Prompt ablation reveals SAM2S's improvements persist across minimal (1-click) and maximal (GT mask) initialization regimes. Additionally, multi-component ablation isolates the impact of each proposed module, showing DiveMem and TSL provide marked gains for prolonged instrument tracking, while ARL particularly benefits tissue segmentation in ambiguous settings.
Figure 3: Qualitative segmentation results on RARP50, revealing SAM2S's persistent identity tracking and error mitigation over long temporal gaps compared to various SAM2 and baseline variants.
Figure 4: Qualitative comparison on EndoVis18, demonstrating SAM2S's superior tissue and boundary segmentation under rapid motion and occlusion.
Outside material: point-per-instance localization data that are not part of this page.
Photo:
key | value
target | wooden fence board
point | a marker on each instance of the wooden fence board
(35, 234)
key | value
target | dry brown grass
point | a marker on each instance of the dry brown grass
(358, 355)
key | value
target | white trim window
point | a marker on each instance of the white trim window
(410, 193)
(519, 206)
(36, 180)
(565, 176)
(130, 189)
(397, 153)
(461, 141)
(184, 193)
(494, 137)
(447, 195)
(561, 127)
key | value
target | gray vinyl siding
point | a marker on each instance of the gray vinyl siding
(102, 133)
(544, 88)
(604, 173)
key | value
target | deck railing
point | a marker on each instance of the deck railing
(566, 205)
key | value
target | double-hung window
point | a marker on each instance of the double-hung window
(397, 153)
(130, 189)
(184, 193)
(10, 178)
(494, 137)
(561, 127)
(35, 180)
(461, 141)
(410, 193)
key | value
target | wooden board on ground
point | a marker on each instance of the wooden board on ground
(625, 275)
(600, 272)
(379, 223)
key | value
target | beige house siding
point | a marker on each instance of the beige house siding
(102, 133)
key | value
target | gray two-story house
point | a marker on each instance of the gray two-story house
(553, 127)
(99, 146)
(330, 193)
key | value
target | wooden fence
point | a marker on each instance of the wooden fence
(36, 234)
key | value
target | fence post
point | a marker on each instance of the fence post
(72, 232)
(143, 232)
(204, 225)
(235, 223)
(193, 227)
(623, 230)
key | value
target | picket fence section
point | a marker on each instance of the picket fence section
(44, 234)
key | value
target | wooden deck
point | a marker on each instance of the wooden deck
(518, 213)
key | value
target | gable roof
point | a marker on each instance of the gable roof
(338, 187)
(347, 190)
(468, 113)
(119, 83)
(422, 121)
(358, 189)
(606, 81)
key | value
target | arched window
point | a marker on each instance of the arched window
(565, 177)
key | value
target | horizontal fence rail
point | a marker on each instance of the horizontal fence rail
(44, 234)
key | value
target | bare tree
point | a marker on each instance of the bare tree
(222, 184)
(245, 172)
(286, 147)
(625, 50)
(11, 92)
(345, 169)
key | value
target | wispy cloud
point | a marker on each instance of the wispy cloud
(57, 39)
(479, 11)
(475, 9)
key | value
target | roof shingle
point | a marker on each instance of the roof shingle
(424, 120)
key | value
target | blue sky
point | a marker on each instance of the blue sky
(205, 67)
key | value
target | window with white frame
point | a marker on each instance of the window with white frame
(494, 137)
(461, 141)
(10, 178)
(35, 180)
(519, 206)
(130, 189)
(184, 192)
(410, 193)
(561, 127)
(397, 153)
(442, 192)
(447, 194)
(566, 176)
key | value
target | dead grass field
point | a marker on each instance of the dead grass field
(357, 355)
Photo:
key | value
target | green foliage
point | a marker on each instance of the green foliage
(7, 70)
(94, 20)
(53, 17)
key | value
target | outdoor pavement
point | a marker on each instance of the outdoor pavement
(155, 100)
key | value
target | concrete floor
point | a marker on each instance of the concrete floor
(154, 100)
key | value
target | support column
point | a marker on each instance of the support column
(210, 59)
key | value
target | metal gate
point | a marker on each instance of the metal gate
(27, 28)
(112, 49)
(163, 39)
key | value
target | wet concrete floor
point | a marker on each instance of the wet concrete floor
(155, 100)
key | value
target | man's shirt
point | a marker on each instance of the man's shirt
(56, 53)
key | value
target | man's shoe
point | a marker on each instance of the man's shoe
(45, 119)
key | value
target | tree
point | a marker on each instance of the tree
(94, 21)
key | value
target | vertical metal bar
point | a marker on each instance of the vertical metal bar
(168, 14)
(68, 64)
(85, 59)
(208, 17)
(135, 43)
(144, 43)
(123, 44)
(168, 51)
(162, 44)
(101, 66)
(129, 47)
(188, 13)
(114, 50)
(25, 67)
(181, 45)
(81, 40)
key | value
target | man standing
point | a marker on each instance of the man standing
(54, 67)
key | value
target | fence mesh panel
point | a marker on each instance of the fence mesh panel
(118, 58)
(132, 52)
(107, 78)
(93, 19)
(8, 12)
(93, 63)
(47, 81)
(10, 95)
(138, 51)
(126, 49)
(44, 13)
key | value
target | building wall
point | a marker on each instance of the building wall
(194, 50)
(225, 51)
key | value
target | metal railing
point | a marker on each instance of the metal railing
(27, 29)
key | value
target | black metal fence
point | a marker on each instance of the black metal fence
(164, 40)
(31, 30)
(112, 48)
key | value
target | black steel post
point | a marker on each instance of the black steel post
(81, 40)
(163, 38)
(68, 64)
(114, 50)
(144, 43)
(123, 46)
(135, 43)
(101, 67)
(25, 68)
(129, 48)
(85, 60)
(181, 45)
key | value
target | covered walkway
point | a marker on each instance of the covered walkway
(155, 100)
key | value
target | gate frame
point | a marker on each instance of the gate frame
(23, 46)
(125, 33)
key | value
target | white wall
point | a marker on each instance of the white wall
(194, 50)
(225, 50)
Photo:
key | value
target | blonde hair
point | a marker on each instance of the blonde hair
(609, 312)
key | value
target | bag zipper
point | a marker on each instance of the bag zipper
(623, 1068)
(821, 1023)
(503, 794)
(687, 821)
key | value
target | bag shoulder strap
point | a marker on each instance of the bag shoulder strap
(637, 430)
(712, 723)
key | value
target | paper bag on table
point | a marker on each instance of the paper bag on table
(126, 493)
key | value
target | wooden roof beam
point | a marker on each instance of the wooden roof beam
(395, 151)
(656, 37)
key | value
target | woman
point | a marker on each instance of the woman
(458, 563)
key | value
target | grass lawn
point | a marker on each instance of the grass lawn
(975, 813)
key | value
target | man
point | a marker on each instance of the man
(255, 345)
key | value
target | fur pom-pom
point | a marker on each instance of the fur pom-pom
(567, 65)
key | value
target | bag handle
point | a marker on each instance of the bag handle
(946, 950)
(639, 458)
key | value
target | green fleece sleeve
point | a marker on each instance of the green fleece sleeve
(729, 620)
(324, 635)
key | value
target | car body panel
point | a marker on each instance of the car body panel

Implications and Future Prospects
Practically, robust surgical video segmentation as enabled by SAM2S has immediate implications for autonomous robotic assistance, augmented intraoperative navigation, and real-time decision support. Theoretically, the work substantiates the synergy of semantic and temporal memory modeling, and highlights ambiguity-aware supervision as critical for deploying AI in high-stakes clinical settings.
Future research directions include:
- Extension to multi-modal and multi-camera surgical video fusion, leveraging persistent semantic tracking.
- More granular ambiguity modeling, integrating surgical ontology knowledge and probabilistic boundary estimation.
- Continuous learning to accommodate novel instrument types, patient-specific anatomical variations, and evolving surgical standards.
Conclusion
This work delivers a cohesive framework—dataset, methodology, and evaluation—for advancing interactive surgical video object segmentation. The introduction of SA-SV and SAM2S substantially narrows the gap between generic video segmentation models and the domain-adapted requirements of real-world surgical environments, providing a reference toolkit for future research at the intersection of vision foundation models and medical robotics.